ÉNERVÉ, E, n. Personne ayant subi le supplice de l'énervation, autrement dit à qui on a brûlé les tendons des jarrets et des genoux.

En-dessous, un peu à droite, la définition était illustrée par une reproduction miniature d'un tableau sinistre, Les Énervés de Jumièges, d'un certain Évariste Vital Luminais. Perplexe, Saint Antoine se demandait qui avait bien pu tourner les pages, et dans quel but on les avait arrêtés devant celle-ci, cependant que Saint Barthélémy trouvait dans ce tableau une illustration inespérée, non du sens d'un bête mot caduc, mais de ce qu'il s'efforçait en vain de faire comprendre à son nouveau compagnon depuis une heure.

« Vois-tu ces deux pauvres hères coincés dans ce cadre minuscule, incapables de se mouvoir, rivés à un lit croulant qui s'enfonce dans les eaux ? Eh bien moi je te parie, Antoine, que nous pouvons les aider et leur offrir une vie meilleure en les ramenant ici, avec nous. »

Saint Antoine leva les sourcils, toujours aussi ahuri, la Peau eut un rictus ironique dans son sac, et le temps de ces deux petits soubresauts, Barthélémy avait déjà pointé les deux énormes clefs sur le Petit Robert, les engouffrant tous trois dans le rectangle serré des Énervés.
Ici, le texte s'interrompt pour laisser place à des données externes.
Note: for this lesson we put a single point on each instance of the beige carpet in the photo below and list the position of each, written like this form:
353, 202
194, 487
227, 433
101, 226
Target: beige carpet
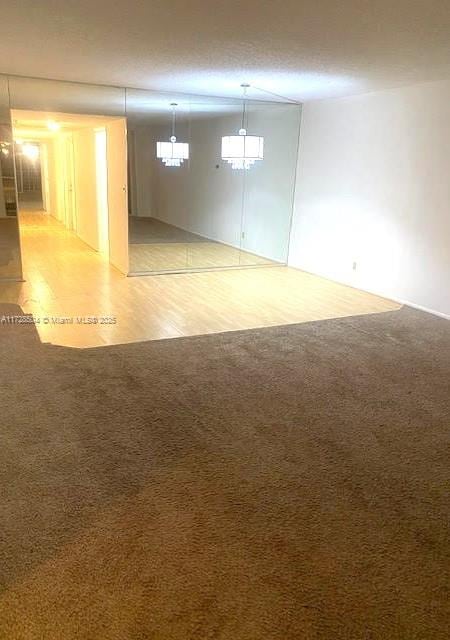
276, 484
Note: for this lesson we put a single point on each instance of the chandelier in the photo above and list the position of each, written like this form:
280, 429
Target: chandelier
172, 153
242, 151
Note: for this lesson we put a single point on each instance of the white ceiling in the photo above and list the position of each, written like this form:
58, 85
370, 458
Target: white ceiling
300, 49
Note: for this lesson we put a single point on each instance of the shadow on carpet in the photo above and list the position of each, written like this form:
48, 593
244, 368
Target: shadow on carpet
281, 483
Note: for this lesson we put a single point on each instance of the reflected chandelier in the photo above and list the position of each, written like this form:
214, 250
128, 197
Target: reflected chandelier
172, 153
242, 151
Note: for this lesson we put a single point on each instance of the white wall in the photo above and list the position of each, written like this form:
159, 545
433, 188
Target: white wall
373, 188
86, 186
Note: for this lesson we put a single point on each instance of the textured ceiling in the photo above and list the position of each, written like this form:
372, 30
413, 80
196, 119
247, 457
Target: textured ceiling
300, 49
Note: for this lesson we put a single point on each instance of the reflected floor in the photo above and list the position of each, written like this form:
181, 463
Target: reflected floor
64, 277
158, 246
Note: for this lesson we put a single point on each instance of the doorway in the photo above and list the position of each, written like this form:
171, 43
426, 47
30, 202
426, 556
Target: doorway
72, 183
29, 175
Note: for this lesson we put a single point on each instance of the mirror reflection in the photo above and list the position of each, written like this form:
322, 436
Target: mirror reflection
10, 258
210, 181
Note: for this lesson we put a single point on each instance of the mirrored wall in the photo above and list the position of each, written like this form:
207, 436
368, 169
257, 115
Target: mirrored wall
10, 255
151, 181
202, 212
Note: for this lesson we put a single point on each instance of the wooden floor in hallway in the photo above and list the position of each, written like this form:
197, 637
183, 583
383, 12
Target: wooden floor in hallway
66, 281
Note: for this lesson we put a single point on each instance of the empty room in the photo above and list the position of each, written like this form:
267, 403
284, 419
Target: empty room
224, 320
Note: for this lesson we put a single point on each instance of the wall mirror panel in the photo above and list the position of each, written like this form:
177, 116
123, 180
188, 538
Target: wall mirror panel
10, 254
153, 182
204, 213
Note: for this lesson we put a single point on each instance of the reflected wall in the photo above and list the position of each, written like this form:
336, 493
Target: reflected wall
10, 256
204, 214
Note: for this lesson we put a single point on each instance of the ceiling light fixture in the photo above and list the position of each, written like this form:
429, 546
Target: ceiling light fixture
242, 151
172, 153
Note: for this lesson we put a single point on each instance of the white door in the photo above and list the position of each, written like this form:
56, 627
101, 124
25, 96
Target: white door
116, 153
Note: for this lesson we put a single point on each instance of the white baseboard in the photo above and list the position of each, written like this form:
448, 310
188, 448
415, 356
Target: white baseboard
406, 303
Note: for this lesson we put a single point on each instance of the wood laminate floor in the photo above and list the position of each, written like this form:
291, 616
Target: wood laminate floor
66, 279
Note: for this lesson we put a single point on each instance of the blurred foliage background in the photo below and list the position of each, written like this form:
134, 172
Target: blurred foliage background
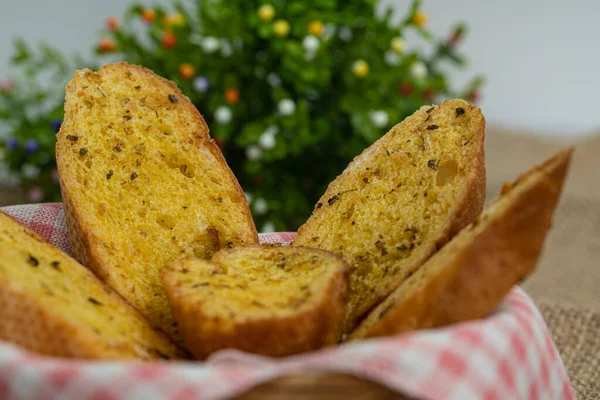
291, 91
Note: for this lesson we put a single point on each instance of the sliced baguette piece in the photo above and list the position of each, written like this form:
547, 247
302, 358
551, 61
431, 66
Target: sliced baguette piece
143, 184
274, 301
468, 277
52, 305
401, 200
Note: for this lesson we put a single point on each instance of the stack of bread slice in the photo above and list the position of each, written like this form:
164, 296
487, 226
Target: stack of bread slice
398, 241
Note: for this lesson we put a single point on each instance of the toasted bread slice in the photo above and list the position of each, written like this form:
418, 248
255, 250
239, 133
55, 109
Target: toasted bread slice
52, 305
468, 277
401, 200
143, 184
272, 301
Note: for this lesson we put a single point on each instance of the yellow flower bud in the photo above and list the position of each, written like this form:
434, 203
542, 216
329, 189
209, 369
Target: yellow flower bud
281, 27
397, 44
419, 19
316, 28
266, 12
360, 68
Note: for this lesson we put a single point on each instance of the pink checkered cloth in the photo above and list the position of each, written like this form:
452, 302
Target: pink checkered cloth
508, 355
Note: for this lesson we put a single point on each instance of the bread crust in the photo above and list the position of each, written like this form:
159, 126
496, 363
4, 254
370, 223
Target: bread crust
36, 326
465, 211
85, 232
275, 336
483, 262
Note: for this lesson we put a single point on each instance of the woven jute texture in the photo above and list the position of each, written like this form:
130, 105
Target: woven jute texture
576, 332
566, 284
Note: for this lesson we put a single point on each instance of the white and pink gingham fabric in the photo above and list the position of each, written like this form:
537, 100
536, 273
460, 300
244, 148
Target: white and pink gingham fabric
508, 355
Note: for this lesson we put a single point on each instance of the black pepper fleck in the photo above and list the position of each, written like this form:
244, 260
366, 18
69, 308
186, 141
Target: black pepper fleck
94, 301
31, 260
386, 310
333, 199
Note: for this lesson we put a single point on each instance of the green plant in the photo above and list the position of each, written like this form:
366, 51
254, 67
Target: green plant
291, 91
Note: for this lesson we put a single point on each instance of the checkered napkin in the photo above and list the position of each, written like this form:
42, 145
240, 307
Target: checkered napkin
508, 355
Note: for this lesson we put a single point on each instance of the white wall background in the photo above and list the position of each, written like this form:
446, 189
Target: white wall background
541, 58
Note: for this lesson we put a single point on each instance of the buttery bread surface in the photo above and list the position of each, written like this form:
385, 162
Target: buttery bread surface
273, 301
467, 278
401, 200
143, 183
52, 305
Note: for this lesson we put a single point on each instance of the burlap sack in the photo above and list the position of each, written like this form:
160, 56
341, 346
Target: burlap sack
566, 285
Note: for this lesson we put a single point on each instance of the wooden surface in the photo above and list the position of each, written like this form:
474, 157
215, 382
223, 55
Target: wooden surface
319, 387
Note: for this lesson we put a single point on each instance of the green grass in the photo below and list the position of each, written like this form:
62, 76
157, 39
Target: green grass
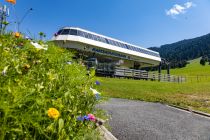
192, 94
192, 69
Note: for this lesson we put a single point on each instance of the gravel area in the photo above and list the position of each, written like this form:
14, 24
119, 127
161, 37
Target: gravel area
137, 120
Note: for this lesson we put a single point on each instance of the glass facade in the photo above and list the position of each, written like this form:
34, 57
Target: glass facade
105, 40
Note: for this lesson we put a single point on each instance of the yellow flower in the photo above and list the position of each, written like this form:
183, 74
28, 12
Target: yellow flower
53, 113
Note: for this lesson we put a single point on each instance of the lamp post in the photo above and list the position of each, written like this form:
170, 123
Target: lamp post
22, 19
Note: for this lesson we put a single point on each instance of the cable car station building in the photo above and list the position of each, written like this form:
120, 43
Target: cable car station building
106, 50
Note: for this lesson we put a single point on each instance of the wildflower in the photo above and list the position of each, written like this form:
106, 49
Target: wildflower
91, 117
98, 83
98, 97
80, 118
53, 113
5, 70
17, 35
27, 66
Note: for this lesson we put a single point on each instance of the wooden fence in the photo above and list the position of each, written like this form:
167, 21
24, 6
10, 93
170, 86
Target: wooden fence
141, 74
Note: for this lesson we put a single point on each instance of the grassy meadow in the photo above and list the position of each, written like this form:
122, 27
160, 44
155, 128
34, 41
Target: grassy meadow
194, 94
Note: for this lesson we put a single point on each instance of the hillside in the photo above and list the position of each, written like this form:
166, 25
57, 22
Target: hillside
192, 69
186, 49
194, 93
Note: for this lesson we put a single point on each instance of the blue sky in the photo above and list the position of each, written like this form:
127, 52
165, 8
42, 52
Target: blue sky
145, 23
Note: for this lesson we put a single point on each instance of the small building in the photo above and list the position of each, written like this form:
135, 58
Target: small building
103, 49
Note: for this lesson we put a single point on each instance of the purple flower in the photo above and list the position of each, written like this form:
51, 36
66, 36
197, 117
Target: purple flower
97, 83
80, 118
98, 97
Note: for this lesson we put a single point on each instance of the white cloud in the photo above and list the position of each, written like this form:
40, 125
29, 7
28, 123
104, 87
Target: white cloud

Plusieurs minutes s'écoulèrent, et avec elles un flot de lecteurs distraits qui jugèrent tous bon de laisser ce dictionnaire ouvert en l'état : qui sait, le consultant s'était peut-être absenté pour téléphoner ou aller au petit coin, il serait sûrement content de retrouver son Petit Robert à la bonne page.

Comme tout le monde avait le dos tourné, les deux saints et demi s'extirpèrent en coup de vent du cadre réduit et se retrouvèrent assis à leur place initiale. L'œil désapprobateur de Saint Antoine ne présageait rien de bon.
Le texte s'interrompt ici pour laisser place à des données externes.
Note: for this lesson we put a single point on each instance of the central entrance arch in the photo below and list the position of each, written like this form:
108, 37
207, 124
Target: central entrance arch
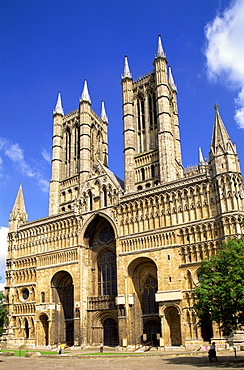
110, 332
63, 296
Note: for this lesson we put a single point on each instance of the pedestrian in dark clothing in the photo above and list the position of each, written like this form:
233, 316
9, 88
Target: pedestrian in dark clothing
212, 352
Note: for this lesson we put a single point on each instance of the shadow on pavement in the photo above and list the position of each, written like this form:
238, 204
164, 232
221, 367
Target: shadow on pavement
224, 362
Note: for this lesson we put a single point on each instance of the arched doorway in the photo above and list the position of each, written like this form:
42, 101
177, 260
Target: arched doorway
44, 329
110, 332
26, 329
152, 329
146, 325
63, 296
207, 331
173, 336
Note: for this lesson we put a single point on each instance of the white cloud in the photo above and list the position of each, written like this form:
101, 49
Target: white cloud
225, 52
46, 155
3, 254
16, 154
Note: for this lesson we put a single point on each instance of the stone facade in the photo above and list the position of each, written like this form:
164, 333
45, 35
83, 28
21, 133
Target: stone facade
116, 263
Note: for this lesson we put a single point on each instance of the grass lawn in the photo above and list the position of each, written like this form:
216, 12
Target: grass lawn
21, 353
108, 354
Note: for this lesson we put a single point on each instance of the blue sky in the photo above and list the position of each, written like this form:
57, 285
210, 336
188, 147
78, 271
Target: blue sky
48, 46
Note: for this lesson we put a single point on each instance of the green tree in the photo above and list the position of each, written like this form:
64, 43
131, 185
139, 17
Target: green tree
219, 296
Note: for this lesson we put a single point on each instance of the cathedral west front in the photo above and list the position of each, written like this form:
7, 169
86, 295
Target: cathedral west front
117, 261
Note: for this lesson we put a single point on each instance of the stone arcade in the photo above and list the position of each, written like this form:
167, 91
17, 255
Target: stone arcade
116, 262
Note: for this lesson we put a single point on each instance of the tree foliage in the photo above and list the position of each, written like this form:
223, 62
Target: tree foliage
219, 295
3, 313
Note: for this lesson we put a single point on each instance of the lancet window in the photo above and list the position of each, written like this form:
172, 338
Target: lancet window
150, 306
107, 281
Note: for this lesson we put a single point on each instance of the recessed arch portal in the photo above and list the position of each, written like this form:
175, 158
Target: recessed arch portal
173, 331
44, 329
63, 296
144, 284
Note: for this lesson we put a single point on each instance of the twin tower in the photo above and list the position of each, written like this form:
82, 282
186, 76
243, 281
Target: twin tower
152, 150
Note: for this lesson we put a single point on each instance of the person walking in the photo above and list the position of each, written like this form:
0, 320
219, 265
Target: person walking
62, 347
212, 352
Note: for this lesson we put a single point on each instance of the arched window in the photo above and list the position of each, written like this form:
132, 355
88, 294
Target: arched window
105, 200
150, 288
107, 280
143, 174
90, 201
67, 145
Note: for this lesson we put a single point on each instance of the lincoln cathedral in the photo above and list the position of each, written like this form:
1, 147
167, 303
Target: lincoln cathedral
117, 261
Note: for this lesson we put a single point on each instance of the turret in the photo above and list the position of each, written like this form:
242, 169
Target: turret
129, 128
85, 133
18, 216
223, 155
104, 118
58, 115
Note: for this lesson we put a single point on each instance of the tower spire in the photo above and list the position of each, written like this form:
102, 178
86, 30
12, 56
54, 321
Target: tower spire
18, 214
160, 51
85, 94
220, 137
59, 109
104, 116
223, 155
201, 160
127, 73
171, 80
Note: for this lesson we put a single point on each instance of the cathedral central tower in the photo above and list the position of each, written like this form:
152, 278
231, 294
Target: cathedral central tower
152, 152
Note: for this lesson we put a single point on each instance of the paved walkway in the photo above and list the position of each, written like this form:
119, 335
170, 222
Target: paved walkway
154, 361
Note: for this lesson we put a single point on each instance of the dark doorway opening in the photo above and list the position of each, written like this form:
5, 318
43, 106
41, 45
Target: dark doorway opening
110, 333
44, 322
152, 329
207, 331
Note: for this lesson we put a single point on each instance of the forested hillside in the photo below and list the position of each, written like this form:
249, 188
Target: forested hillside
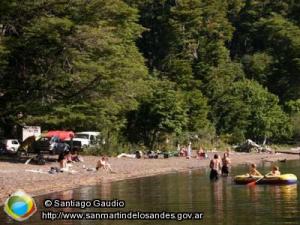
146, 71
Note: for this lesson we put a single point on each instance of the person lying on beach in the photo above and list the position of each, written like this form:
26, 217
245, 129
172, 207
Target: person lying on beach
136, 155
253, 171
103, 163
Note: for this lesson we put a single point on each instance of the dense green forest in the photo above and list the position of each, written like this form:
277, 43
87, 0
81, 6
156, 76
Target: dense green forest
146, 71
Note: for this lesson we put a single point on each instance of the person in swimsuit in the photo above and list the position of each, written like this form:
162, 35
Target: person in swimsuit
275, 171
253, 171
226, 163
215, 166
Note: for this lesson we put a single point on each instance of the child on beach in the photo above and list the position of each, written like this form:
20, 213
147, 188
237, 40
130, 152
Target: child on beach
253, 171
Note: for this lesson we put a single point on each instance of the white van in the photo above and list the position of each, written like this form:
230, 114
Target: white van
10, 145
87, 138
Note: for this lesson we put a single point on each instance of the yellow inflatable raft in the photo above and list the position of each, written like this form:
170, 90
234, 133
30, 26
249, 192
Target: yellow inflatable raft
282, 179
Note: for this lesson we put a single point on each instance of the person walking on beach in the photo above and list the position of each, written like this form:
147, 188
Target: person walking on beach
215, 167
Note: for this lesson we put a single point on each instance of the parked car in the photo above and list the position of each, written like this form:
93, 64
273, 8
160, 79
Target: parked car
9, 145
47, 145
87, 138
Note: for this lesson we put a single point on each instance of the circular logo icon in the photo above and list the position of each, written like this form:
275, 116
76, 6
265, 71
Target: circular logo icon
20, 206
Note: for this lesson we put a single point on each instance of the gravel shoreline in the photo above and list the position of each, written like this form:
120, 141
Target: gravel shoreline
14, 176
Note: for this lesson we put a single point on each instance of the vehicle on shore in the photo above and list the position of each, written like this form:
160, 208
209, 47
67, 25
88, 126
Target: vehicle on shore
87, 138
9, 145
52, 142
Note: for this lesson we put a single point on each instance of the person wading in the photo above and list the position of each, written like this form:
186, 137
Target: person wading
215, 166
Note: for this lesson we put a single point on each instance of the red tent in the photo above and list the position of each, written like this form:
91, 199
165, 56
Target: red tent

« Je t'avais bien dit, explosa-t-il soudain, qu'ils ne voudraient pas venir avec nous ! Quel besoin as-tu aussi de toujours t'incruster dans les tableaux des autres ?

– Enfin, Antoine, répliqua Barthélémy, penaud, tu les as bien vus : ils étaient prisonniers de cette toile sordide, les jambes paralysées ! Nous aurions pu les sortir de là, les faire remarcher...

– Qui te dit qu'ils auraient pu remarcher ?

– Ce monde-ci est bien meilleur...

– Et puis, cesse de tutoyer les étrangers comme si tu les connaissais depuis toujours ! Est-ce que je l'ai tutoyé, moi le bonhomme ? Avec tes airs de Rédempteur... D'ailleurs, il n'avait peut-être pas envie d'être sauvé, en fin de compte...

– Ah bon, parce que vous, sans doute, mon cher, vous auriez préféré continuer à vous prélasser dans les bras de vos aimables diablotins ! »

Antoine ne répondit pas, ou du moins n'en eut-il pas le temps, car la voix du sac fut plus prompte :

« Difficile, pour un saint, de faire sa B.A. du jour, ces temps-ci, n'est-ce pas ? Ce n'est plus vraiment l'époque des bons Samaritains, mes petits pères. Par ailleurs, soit dit sans vous offenser, vous n'avez pas grand-chose de saint...

– N'ajoute pas le blasphème (laissa échapper Barthélémy) à la longue liste de tes péchés, orgueilleuse petite...

– Vous remettez donc en cause (coupa Saint Antoine) notre saint statut ?

– C'est qu'il n'y a rien à remettre en cause, explicita la Peau, à vrai dire vous n'êtes que des images de saints, et vous le savez. Oui, vous êtes des taches de couleur, des dessins qui se prennent pour des saints, mes enfants !

– Comment (éructa Barthélémy), tu insinues que je ne suis pas...

– Tu es un peu de Michel-Ange, un peu de pierre (pas Saint), beaucoup de peinture et un soupçon de vernis, mais tu n'es sûrement pas Saint Barthélémy. J'en veux pour preuve que tu ne te souviens même pas de ton martyre. »

En effet, ils eurent beau réfléchir d'arrache-pied, aucun des deux saints ne parvint à un souvenir précis de son calvaire. Pourtant ce genre de chose laisse des traces, d'habitude. Certes, Barthélémy pensait bien s'être fait écorcher quelque part, mais...

« Et toi, qu'es-tu donc ?

– Moi ? Un autoportrait déformé, une autre tache de couleur, une anamorphose peut-être, l'image de la peau d'une autre image, une esquisse, un chef-d'œuvre, une obsession morbide, la cinquième roue du carrosse, la huitième merveille du monde, que sais-je encore ? Je suis ce qui complète le tableau. »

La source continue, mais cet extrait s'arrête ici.